Federation target — every code release linked from an output should be archived via the SWH save-code-now flow, with the SWHID persisted on the output record.

OSF (Open Science Framework)

Federation target for preregistrations and registered reports; the OSF API returns structured preregistration metadata that the CRIS can ingest at deposit time.

What goes wrong in the field

Common pitfalls

The patterns that show up repeatedly when this checklist is skipped or misapplied. Address these before they become entrenched.

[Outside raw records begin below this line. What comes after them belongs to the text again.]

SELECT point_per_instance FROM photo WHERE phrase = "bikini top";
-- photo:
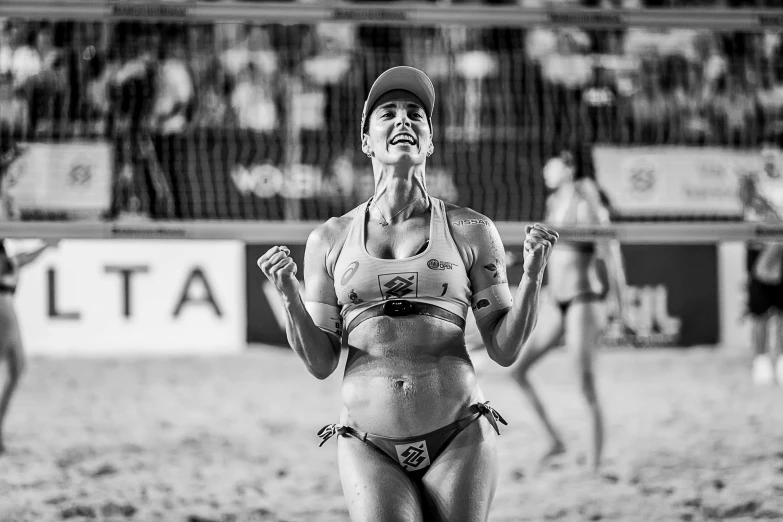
(434, 280)
(557, 215)
(9, 275)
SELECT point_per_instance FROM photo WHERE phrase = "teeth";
(406, 139)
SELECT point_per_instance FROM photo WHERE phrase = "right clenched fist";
(280, 269)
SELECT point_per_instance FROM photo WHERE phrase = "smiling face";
(398, 130)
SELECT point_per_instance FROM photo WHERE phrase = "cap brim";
(401, 78)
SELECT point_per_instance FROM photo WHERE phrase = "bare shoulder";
(332, 230)
(327, 239)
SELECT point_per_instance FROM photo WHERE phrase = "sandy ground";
(234, 439)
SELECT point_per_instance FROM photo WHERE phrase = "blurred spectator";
(174, 92)
(142, 187)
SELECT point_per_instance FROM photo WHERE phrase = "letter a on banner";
(209, 297)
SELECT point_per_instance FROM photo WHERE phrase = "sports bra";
(433, 282)
(570, 218)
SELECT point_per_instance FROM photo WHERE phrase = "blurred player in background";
(11, 351)
(399, 273)
(762, 199)
(581, 275)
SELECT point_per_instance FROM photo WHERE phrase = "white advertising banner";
(134, 297)
(69, 177)
(673, 180)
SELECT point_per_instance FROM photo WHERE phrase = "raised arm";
(505, 323)
(313, 324)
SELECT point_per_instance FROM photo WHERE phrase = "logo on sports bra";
(434, 264)
(349, 272)
(483, 303)
(413, 456)
(354, 297)
(399, 285)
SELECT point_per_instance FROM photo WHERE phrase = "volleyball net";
(210, 119)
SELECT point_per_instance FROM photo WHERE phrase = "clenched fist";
(280, 269)
(539, 241)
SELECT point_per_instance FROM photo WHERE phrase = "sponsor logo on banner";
(134, 296)
(649, 320)
(63, 177)
(149, 10)
(674, 180)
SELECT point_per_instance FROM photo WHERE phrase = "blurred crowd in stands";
(631, 84)
(551, 86)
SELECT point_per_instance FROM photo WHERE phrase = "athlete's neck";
(395, 194)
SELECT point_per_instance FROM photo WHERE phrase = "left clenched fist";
(539, 241)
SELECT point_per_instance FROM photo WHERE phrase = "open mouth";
(403, 138)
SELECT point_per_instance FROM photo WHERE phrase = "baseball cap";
(401, 78)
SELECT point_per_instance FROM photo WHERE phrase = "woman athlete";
(571, 274)
(393, 279)
(11, 353)
(11, 350)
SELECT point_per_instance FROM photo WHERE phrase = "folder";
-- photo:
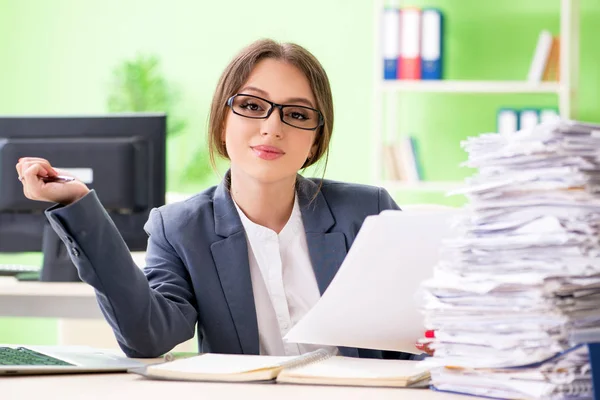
(528, 118)
(318, 367)
(431, 44)
(507, 121)
(410, 43)
(390, 42)
(540, 57)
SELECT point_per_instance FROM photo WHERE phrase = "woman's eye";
(298, 115)
(251, 106)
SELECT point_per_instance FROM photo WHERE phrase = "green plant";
(138, 85)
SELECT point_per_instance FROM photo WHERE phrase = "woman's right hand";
(32, 170)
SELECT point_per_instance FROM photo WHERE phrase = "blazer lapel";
(231, 259)
(327, 249)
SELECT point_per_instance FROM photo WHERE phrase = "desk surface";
(47, 300)
(129, 386)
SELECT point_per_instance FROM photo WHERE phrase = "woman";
(244, 260)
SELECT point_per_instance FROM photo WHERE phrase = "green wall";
(56, 58)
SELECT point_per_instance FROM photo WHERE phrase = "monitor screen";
(122, 157)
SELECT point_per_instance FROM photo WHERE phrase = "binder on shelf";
(552, 69)
(540, 57)
(406, 158)
(549, 115)
(528, 118)
(410, 44)
(507, 121)
(390, 42)
(431, 44)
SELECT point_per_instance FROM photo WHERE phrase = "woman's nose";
(272, 125)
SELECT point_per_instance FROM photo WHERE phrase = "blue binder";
(431, 44)
(390, 42)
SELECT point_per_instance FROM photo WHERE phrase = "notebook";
(318, 367)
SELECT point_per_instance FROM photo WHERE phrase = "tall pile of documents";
(523, 274)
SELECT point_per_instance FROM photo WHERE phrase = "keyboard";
(23, 356)
(15, 269)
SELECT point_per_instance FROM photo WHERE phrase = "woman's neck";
(266, 204)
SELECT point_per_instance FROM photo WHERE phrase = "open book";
(318, 367)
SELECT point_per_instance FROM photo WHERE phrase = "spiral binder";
(308, 358)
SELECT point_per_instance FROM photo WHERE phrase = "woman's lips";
(267, 152)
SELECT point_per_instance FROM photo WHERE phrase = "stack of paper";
(524, 272)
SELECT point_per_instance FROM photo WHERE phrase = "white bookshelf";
(447, 86)
(564, 89)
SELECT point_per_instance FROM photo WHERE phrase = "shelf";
(423, 186)
(449, 86)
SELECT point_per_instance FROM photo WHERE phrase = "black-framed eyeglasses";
(255, 107)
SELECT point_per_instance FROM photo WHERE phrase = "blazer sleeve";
(150, 312)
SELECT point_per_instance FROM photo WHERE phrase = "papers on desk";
(372, 301)
(525, 272)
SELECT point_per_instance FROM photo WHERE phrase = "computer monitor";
(122, 157)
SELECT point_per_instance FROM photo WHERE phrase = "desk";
(74, 303)
(129, 386)
(48, 300)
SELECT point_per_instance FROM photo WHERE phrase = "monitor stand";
(57, 265)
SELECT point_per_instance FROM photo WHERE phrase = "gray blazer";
(197, 265)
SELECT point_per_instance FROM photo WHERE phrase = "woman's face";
(269, 150)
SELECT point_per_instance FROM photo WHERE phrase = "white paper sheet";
(372, 301)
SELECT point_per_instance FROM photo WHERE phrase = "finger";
(25, 161)
(44, 168)
(32, 182)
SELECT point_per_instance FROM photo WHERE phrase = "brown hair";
(237, 73)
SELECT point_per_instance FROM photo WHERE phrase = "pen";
(58, 178)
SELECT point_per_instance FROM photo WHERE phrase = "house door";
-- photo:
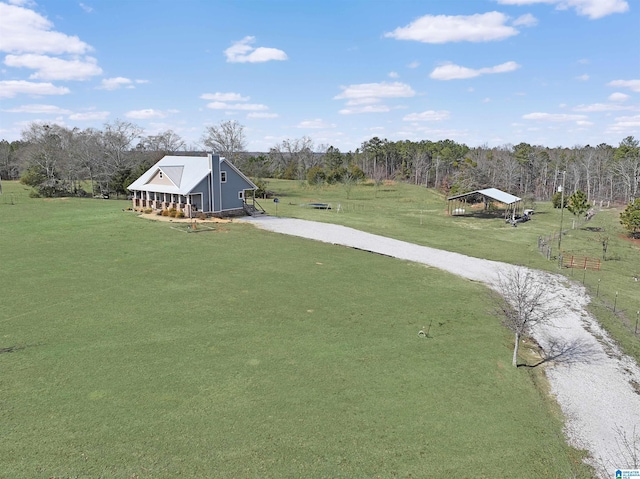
(196, 201)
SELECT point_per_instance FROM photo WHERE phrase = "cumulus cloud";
(375, 91)
(315, 124)
(625, 124)
(11, 88)
(526, 20)
(262, 115)
(115, 83)
(219, 105)
(593, 9)
(38, 109)
(50, 68)
(90, 116)
(243, 52)
(451, 71)
(217, 96)
(366, 97)
(365, 109)
(603, 107)
(146, 114)
(617, 96)
(25, 30)
(429, 115)
(633, 85)
(554, 117)
(481, 27)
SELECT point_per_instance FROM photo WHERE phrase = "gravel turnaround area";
(592, 380)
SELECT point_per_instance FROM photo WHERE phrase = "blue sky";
(480, 72)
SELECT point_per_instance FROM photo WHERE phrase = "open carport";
(458, 204)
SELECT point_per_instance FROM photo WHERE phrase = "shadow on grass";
(567, 352)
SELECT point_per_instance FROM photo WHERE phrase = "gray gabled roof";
(492, 193)
(185, 172)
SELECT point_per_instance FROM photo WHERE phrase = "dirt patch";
(155, 217)
(632, 240)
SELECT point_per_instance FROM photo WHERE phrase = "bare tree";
(226, 139)
(525, 302)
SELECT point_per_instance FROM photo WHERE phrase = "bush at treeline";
(57, 160)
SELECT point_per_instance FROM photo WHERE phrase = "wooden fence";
(580, 262)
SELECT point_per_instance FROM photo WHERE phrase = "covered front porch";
(189, 204)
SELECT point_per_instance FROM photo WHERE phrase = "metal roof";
(493, 193)
(185, 172)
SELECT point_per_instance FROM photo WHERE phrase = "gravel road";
(592, 380)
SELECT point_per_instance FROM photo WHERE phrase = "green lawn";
(418, 215)
(134, 350)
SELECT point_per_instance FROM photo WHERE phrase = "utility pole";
(564, 174)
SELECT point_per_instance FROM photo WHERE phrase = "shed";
(458, 204)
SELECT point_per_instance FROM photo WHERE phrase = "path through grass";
(140, 351)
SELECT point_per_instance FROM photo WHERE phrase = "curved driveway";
(593, 383)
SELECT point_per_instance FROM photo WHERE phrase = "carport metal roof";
(493, 193)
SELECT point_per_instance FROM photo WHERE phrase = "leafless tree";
(226, 139)
(525, 302)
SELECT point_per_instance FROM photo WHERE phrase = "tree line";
(57, 160)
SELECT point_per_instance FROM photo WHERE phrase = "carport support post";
(564, 174)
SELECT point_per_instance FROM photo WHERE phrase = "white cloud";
(39, 109)
(115, 83)
(315, 124)
(11, 88)
(265, 115)
(24, 30)
(483, 27)
(617, 96)
(145, 114)
(365, 109)
(219, 105)
(603, 107)
(50, 68)
(243, 52)
(625, 122)
(593, 9)
(526, 20)
(554, 117)
(451, 71)
(368, 91)
(633, 85)
(218, 96)
(429, 115)
(366, 97)
(90, 116)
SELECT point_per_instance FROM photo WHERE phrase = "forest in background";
(57, 161)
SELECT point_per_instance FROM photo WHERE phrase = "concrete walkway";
(594, 387)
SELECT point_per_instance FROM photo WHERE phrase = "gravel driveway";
(593, 381)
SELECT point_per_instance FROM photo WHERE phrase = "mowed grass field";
(419, 215)
(130, 349)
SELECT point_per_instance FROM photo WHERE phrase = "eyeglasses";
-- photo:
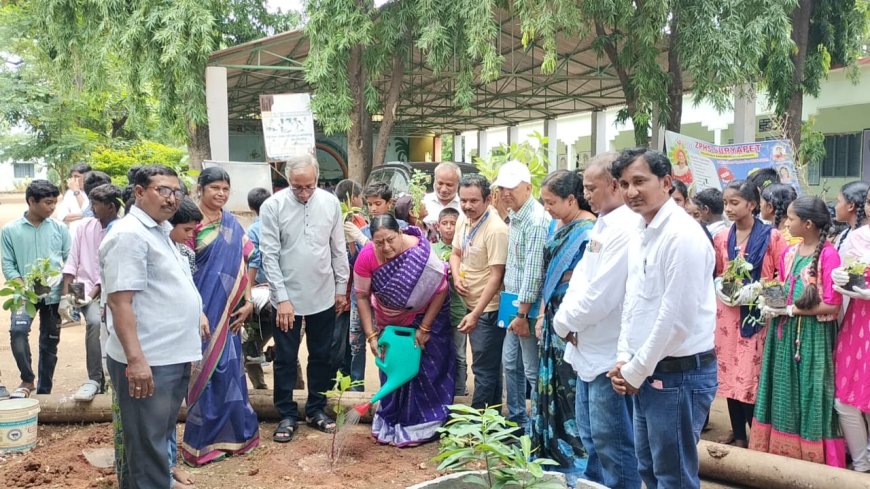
(167, 192)
(302, 190)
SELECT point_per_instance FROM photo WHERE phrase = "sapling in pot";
(856, 271)
(735, 273)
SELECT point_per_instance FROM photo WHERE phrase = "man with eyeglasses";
(154, 316)
(304, 256)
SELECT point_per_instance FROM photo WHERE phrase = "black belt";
(690, 362)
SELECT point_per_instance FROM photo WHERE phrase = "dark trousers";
(259, 328)
(49, 337)
(148, 423)
(486, 344)
(741, 415)
(319, 329)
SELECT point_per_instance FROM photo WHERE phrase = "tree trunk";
(390, 105)
(800, 28)
(355, 152)
(675, 88)
(198, 146)
(641, 137)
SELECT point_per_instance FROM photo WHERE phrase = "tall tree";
(165, 45)
(359, 61)
(823, 33)
(650, 44)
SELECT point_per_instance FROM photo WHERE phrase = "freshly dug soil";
(57, 461)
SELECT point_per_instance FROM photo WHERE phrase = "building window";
(842, 155)
(24, 170)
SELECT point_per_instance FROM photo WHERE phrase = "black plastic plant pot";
(856, 280)
(730, 288)
(40, 289)
(77, 289)
(774, 296)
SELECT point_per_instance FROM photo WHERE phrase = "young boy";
(83, 267)
(25, 240)
(259, 328)
(184, 222)
(379, 200)
(446, 227)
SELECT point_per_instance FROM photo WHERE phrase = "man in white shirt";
(305, 260)
(446, 194)
(153, 310)
(589, 320)
(665, 359)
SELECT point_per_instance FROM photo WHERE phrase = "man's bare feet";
(182, 477)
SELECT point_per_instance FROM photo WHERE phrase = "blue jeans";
(667, 425)
(520, 360)
(357, 340)
(604, 422)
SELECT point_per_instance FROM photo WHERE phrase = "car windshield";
(394, 177)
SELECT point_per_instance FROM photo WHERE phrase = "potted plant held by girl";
(735, 273)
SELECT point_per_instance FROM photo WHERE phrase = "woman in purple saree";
(399, 276)
(220, 420)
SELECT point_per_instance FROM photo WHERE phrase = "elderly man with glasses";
(305, 261)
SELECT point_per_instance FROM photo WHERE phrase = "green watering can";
(400, 364)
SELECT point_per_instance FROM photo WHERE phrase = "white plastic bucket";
(18, 424)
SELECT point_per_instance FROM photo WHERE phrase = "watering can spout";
(401, 361)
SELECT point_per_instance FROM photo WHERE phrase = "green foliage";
(343, 383)
(530, 155)
(419, 186)
(836, 31)
(117, 159)
(473, 436)
(153, 49)
(22, 293)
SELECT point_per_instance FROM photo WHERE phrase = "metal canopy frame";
(582, 81)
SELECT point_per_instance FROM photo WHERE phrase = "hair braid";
(810, 297)
(778, 211)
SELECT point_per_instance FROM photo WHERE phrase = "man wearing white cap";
(524, 275)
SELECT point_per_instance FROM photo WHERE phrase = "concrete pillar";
(572, 163)
(482, 147)
(552, 143)
(657, 140)
(217, 108)
(458, 150)
(513, 135)
(744, 114)
(599, 132)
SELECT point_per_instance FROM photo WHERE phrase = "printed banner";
(288, 125)
(700, 164)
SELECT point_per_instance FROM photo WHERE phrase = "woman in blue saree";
(220, 420)
(399, 277)
(554, 429)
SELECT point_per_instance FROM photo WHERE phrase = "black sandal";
(285, 431)
(321, 421)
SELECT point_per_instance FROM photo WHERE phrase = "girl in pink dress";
(740, 332)
(852, 354)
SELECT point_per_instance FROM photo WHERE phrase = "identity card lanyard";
(466, 242)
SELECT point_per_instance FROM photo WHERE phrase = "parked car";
(398, 174)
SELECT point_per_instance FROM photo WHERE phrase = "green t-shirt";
(457, 305)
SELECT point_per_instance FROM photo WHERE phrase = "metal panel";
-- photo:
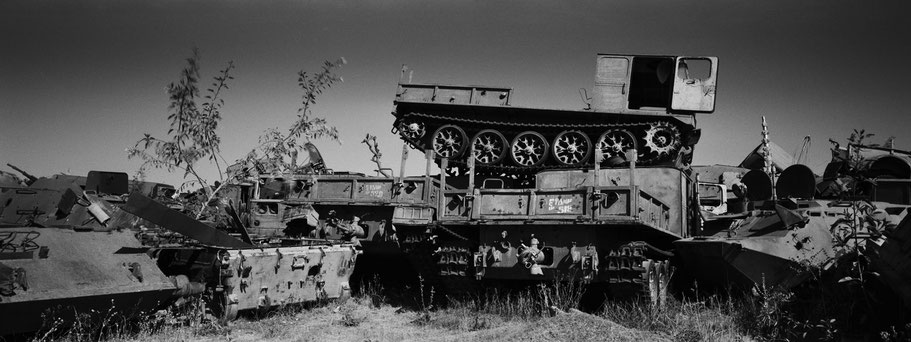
(453, 94)
(694, 93)
(268, 277)
(161, 215)
(611, 83)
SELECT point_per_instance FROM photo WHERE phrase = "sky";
(82, 81)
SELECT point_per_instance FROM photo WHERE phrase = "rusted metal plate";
(161, 215)
(268, 277)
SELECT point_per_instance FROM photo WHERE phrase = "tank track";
(444, 259)
(516, 148)
(632, 268)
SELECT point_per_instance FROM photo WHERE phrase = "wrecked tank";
(640, 102)
(235, 275)
(65, 246)
(597, 194)
(779, 234)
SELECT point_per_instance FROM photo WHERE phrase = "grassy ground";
(535, 313)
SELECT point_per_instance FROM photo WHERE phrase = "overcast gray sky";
(80, 82)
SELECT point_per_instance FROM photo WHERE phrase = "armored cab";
(639, 102)
(598, 194)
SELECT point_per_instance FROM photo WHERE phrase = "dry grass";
(532, 313)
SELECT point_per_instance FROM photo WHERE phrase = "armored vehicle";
(529, 194)
(64, 247)
(776, 234)
(640, 102)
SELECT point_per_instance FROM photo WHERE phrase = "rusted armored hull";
(892, 260)
(730, 263)
(59, 271)
(262, 278)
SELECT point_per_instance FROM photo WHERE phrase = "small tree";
(192, 133)
(278, 151)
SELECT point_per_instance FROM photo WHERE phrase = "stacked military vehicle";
(604, 194)
(528, 194)
(524, 193)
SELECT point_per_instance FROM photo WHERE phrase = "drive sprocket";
(662, 138)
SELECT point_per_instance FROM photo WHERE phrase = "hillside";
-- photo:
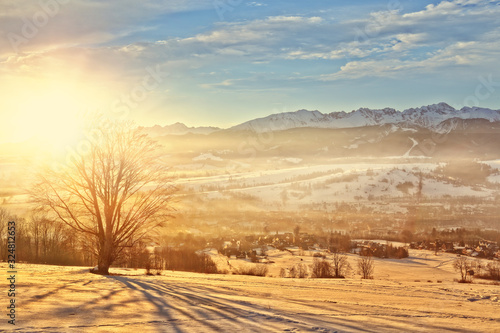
(412, 295)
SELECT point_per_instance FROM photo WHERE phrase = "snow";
(207, 156)
(430, 117)
(410, 295)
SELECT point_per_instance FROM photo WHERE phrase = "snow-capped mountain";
(177, 129)
(429, 117)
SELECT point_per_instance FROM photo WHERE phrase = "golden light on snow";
(51, 115)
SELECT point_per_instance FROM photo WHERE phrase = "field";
(416, 294)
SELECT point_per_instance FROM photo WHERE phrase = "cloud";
(460, 33)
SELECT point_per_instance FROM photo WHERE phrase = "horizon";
(215, 126)
(223, 63)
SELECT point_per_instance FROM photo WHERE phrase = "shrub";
(321, 269)
(257, 270)
(366, 267)
(464, 267)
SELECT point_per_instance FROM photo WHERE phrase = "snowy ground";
(416, 294)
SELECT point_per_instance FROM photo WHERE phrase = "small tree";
(366, 267)
(464, 267)
(340, 265)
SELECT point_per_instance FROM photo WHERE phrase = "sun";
(51, 116)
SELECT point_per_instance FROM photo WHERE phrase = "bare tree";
(4, 217)
(366, 267)
(464, 266)
(340, 265)
(116, 193)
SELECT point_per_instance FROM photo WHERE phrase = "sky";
(223, 62)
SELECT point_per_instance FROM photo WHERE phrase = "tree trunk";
(105, 258)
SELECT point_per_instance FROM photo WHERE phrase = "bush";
(366, 267)
(298, 271)
(492, 271)
(185, 260)
(257, 270)
(321, 269)
(464, 267)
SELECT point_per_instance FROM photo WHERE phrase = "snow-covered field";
(416, 294)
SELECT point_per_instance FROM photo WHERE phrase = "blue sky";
(222, 62)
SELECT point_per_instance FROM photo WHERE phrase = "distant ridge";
(429, 117)
(435, 117)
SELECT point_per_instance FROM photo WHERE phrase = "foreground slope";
(64, 299)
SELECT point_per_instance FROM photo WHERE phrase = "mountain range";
(435, 117)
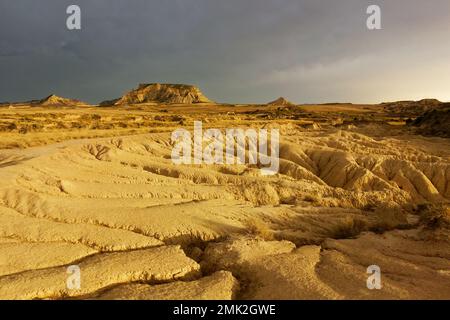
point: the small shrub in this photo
(259, 228)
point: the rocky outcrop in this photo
(281, 102)
(411, 108)
(54, 100)
(163, 93)
(434, 122)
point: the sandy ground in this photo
(110, 200)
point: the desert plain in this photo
(95, 186)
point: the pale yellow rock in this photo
(219, 286)
(99, 271)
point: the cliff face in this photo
(163, 93)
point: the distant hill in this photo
(435, 122)
(281, 102)
(161, 93)
(54, 100)
(411, 108)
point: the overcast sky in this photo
(234, 50)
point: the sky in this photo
(236, 51)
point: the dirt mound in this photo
(281, 102)
(54, 100)
(411, 108)
(163, 93)
(434, 122)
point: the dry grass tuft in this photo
(434, 216)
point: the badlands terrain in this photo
(95, 186)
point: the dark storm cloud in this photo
(235, 50)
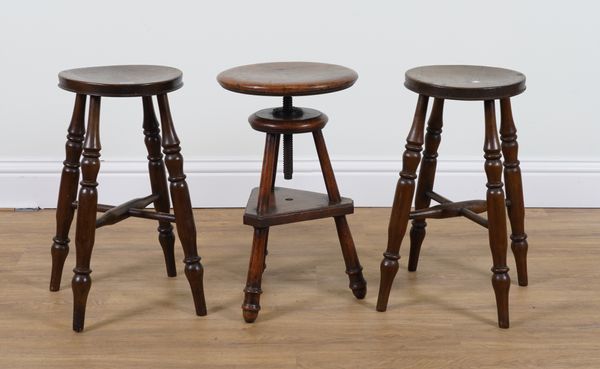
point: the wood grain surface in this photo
(442, 316)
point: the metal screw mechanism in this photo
(288, 141)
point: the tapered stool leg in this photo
(514, 189)
(86, 216)
(182, 206)
(358, 285)
(252, 291)
(68, 191)
(158, 182)
(425, 180)
(402, 201)
(496, 213)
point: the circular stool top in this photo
(287, 78)
(465, 82)
(121, 80)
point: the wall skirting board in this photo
(227, 182)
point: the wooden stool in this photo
(122, 81)
(457, 82)
(268, 205)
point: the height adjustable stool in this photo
(459, 82)
(269, 205)
(142, 81)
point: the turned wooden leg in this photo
(496, 213)
(252, 291)
(68, 192)
(158, 182)
(402, 201)
(86, 215)
(433, 136)
(358, 285)
(182, 206)
(272, 189)
(514, 189)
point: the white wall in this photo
(555, 43)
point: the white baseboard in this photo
(227, 182)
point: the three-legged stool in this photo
(269, 205)
(142, 81)
(457, 82)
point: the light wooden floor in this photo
(442, 316)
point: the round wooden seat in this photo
(465, 82)
(287, 78)
(121, 80)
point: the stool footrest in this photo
(288, 205)
(447, 209)
(128, 209)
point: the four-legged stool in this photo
(269, 205)
(142, 81)
(457, 82)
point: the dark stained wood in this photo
(514, 189)
(287, 78)
(449, 210)
(122, 212)
(433, 137)
(462, 83)
(68, 191)
(288, 205)
(358, 285)
(465, 82)
(496, 213)
(86, 215)
(469, 214)
(252, 291)
(182, 206)
(305, 120)
(402, 202)
(121, 80)
(264, 200)
(158, 183)
(269, 205)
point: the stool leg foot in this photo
(252, 292)
(358, 285)
(68, 192)
(86, 216)
(417, 236)
(182, 206)
(514, 190)
(496, 214)
(402, 201)
(158, 183)
(433, 137)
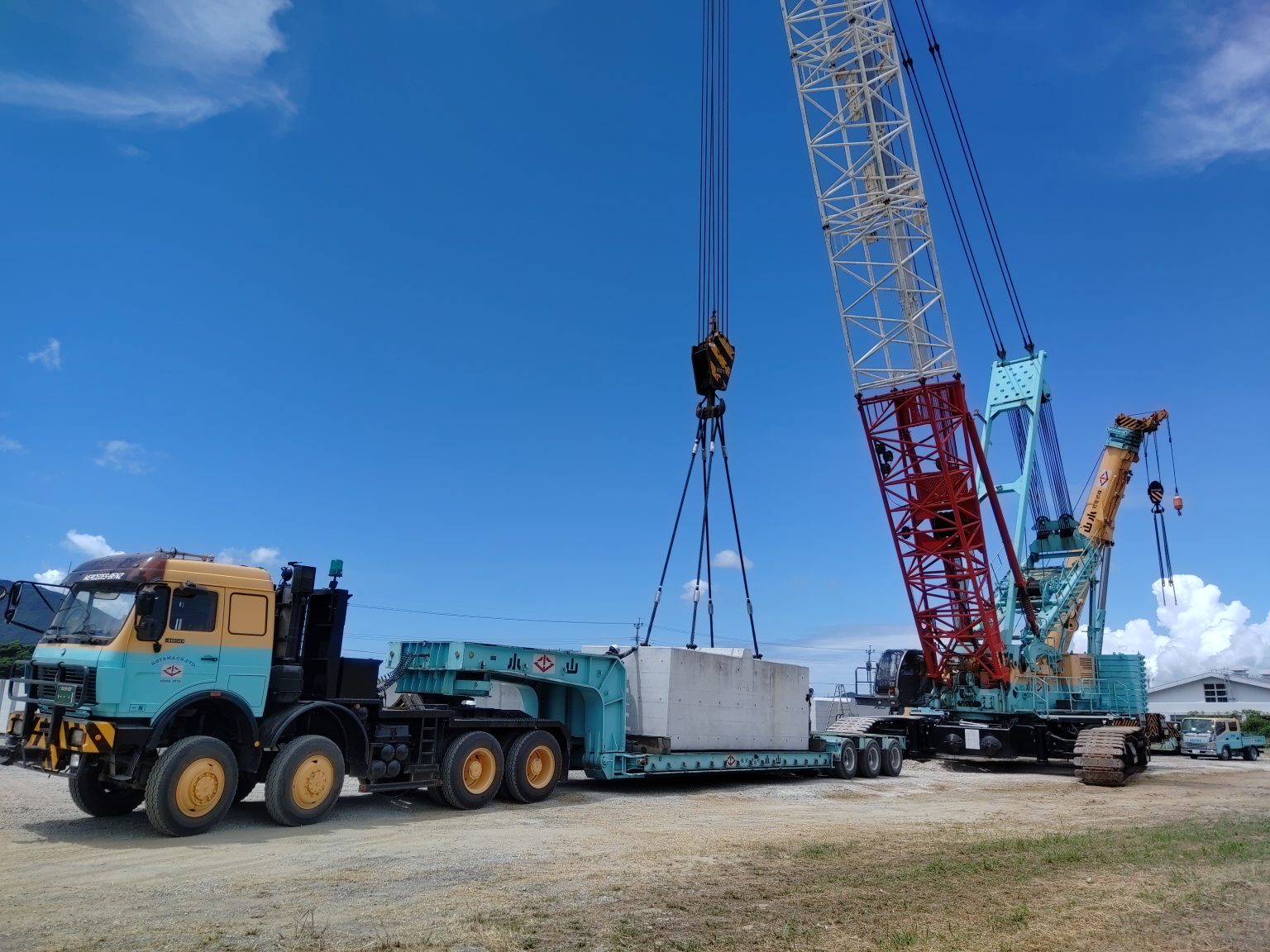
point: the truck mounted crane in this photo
(995, 677)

  • Conflating reproducibility, replicability, and robustness — these are three distinct constructs and the metadata must keep them apart
  • Accepting a GitHub URL as code availability without a Software Heritage archive of the release
  • Letting the data availability statement remain freeform so "available on request" passes silently — make this a controlled value with a documented access path
  • Requiring a reporting checklist as a PDF attachment in the supplementary instead of as a structured deposit
  • Ignoring preregistration status because the field is optional — once optional, it stays empty even for preregistered work

Frequently asked

Implementation FAQ

Who maintains this checklist?
The Reproducibility and computational research working group maintains the checklist alongside the dictionary terms in the same domain. It is reviewed each release cycle (March and September) and updated when a working-group consultation, a vendor product change, or a federation-partner schema update materially changes the operational guidance.
What if my CRIS or repository is not listed?
The integration points listed name the systems CASRAI has direct field experience with — Pure, Symplectic Elements, Worktribe, Converis, DSpace and DSpace-CRIS, EPrints, VIVO, Dataverse, Invenio-RDM. The CERIF mapping in the checklist is vendor-neutral and applies equally to other CRIS or repository products. If your system supports the underlying entities (Person, Project, Output, Funding, plus the domain-specific extensions), the steps transfer.
How do I validate my implementation?
Three validation surfaces. First, the deposit form should refuse a record missing required fields rather than warn and accept. Second, the resulting metadata should round-trip through the federation layer your institution uses (OpenAIRE Guidelines 4.0 for European federation, DataCite Commons for DOI-anchored discovery, Crossref for article-anchored discovery) without upstream errors. Third, walk a real-world record through the sample-workflow path on this page and confirm the structured fields capture what the prose describes.
Where do I report errors in the checklist?
Open a comment via the dictionary-feedback flow at /dictionary/contribute. Editorial corrections — wrong vendor module names, deprecated standards, broken integration paths — are queued into the next release cycle. Substantive disagreements on the operational guidance are routed to the working group for review and may motivate a checklist revision.
Is this checklist enough to certify my implementation?
No. The checklist gives you the operational baseline; certification against federation profiles (CoreTrustSeal, OpenAIRE-compliant, COAR-aligned) is a separate process with its own audit. Treat the checklist as the engineering scaffolding and the certification as the institutional sign-off that the scaffolding is being used.